(CBS) — It’s a dark weekend for Chicago’s theater community, following the deaths of two prominent actors just hours apart in separate accidents.

The shock is being felt at theater companies big and small, in the city and in the suburbs.

Veteran Chicago stage and television actress Molly Glynn died Saturday morning, one day after she was struck by a falling tree during storms in the Erickson Woods Forest Preserve, in suburban Northfield. Bernie Yvon died a short time later, when a tractor-trailer ran over his car as he drove to rehearsals in Munster, Ind.

Husband and fellow actor Joe Foust was bicycling with Glynn when the tree fell, about 3:45 p.m. Friday a half-mile north of Willow Road on the path, which winds through the Skokie Lagoons. Foust laments on Facebook, “I couldn’t save her,” calls it “the darkest day” of his life and writes, “Things will never be the same.”

As of 5 p.m. Saturday, more than 2,200 people had left messages of condolence and support.

Police in Munster said that Yvon was southbound on Calumet Avenue, waiting to make a left turn at 11:05 a.m. Saturday, when a northbound semi-trailer truck ran over and came to rest on his car.

Not atypical of the reaction was that at Chicago Shakespeare Theatre, which halted technical rehearsals for “King Lear” when they learned of the deaths. Actor Lance Baker wrote on Facebook that “a large dark cloud hovers over a great many of us involved in Chicago theatre.”

Glynn was 46. On television she had roles on the series “Chicago Fire,” “Boss” and “Early Edition.” But she was a regular on the Chicago theater scene, with at least 17 roles since 2005 for such companies as Steppenwolf, Chicago Shakespeare, Next, Northlight and Writers theaters, where she was most recently in the cast of the national premiere of “The Dance of Death.”

“She was a loving mother and wife and everyone who met her fell in love with her,” Michael Halberstam, Writers Theatre artistic director, said in a statement. “It is an incalculable loss to the Chicago theatre community, particularly as she was in the process of emerging as one of the city’s major players. She possessed a rare combination of talent, heart and beauty in all aspects of her life.”
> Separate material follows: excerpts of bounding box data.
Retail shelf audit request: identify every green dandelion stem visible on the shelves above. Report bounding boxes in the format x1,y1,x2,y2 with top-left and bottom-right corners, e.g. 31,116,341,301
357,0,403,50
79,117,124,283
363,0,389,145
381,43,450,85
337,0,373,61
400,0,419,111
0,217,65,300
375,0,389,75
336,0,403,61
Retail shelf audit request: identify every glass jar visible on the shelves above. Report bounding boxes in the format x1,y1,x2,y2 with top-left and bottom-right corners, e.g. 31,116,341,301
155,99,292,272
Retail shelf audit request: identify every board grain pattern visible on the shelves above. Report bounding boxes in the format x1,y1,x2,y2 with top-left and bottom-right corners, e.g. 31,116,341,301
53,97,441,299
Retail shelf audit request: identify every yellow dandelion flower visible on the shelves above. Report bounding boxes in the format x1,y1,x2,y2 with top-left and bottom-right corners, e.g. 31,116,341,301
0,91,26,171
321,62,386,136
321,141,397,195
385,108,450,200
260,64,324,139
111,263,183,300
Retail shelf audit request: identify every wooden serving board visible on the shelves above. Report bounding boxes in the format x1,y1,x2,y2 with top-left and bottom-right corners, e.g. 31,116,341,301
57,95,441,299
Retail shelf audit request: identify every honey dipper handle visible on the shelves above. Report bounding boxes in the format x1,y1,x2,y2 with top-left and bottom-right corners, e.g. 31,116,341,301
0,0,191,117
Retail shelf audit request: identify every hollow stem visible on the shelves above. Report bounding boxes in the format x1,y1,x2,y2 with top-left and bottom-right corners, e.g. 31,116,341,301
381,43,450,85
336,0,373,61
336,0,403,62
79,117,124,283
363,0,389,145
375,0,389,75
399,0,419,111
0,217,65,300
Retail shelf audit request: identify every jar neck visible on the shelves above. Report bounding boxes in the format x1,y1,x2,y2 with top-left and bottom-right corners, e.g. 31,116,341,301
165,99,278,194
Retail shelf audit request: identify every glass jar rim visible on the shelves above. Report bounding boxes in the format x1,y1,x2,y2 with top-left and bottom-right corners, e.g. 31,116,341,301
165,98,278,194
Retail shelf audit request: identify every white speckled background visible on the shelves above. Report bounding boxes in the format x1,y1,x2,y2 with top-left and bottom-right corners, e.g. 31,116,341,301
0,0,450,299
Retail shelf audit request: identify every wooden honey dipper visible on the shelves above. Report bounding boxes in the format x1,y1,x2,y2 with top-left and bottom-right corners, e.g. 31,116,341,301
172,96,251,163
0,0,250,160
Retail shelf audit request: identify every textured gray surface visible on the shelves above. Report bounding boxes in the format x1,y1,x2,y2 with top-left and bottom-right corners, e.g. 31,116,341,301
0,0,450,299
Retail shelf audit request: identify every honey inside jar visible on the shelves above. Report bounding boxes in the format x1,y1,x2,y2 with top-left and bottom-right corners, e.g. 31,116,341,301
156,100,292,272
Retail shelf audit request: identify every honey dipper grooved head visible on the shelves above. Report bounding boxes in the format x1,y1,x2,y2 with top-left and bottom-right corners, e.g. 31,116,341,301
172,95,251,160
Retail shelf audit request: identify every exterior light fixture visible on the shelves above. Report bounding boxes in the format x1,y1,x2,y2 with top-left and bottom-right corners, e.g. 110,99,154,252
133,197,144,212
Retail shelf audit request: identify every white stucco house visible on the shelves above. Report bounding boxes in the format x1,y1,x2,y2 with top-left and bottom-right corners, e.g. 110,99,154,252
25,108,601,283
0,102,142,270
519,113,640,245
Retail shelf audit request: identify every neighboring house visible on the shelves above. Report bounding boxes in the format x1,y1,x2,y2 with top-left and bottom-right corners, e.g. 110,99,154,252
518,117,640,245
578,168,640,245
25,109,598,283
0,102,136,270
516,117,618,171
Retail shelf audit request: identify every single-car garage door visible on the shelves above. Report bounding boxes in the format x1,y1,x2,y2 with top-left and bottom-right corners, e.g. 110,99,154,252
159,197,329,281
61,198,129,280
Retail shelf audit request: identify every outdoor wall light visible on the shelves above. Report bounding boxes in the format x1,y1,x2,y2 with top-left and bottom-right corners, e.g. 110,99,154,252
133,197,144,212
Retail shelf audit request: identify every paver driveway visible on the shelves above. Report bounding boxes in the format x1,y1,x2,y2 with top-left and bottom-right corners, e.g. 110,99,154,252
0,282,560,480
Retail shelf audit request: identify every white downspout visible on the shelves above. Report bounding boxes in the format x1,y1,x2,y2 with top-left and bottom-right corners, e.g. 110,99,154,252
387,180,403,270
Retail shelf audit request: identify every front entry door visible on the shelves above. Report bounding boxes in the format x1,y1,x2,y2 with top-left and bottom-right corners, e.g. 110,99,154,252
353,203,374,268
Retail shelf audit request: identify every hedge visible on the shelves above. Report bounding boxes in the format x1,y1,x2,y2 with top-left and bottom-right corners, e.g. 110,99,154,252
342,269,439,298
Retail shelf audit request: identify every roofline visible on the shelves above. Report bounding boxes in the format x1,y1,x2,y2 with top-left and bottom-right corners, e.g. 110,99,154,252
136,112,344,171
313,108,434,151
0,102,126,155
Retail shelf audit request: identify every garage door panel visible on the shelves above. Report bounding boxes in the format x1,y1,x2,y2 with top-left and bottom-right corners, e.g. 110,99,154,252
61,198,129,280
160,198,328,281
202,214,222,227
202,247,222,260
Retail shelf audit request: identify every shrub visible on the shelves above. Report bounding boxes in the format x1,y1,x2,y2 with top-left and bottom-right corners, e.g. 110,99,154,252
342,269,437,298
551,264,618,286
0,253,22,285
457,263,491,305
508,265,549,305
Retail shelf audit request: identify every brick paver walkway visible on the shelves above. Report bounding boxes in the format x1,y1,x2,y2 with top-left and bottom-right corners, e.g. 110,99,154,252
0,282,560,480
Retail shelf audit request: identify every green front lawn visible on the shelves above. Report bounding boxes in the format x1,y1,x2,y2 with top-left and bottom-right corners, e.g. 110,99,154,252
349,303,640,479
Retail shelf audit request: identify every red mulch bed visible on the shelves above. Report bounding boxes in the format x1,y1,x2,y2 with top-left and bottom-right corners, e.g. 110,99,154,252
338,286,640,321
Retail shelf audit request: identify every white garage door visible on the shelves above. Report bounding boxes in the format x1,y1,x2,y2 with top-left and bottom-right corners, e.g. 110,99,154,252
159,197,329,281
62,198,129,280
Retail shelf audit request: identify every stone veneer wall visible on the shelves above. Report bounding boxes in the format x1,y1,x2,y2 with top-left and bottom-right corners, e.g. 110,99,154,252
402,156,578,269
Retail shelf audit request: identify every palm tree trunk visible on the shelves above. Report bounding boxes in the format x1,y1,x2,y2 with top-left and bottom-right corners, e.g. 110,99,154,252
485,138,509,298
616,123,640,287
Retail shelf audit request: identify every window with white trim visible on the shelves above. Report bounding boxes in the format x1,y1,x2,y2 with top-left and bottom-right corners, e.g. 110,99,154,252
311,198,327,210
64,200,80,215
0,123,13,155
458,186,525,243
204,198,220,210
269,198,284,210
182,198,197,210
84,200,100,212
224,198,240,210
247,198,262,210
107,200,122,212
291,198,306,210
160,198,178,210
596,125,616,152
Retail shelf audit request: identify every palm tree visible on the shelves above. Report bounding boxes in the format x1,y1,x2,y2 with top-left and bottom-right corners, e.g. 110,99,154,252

The 50-year-old Yvon was a fixture in Chicago-area musicals. He had Broadway credits, including Harry Houdini in “Ragtime,” and was a long-time understudy for Donny Osmond in “Joseph and the Amazing Technicolor Dreamcoat.” He had a long-time association with the Marriott Lincolnshire Theatre and was cast in Lyric Opera productions of “The Sound of Music” and “Showboat.”

Theater at the Center artistic director William Pullinsi said Yvon called moments before the accident to say that he was running five minutes late for rehearsals. When he failed to arrive, they checked with police and discovered the accident, within walking distance of the theater.

Pullinsi said Yvon was a “triple threat” as an actor, singer and dancer, and continued to win challenging roles despite being 50. He said Yvon “never said anything mean about anyone” and was well-liked both here and in New York.

“He was just dancing around yesterday and now he’s gone,” Pullinsi said.

Pullinsi said Theatre at the Center would cancel the first two nights of previews for “Women on the Verge of a Nervous Breakdown,” which were to begin Thursday.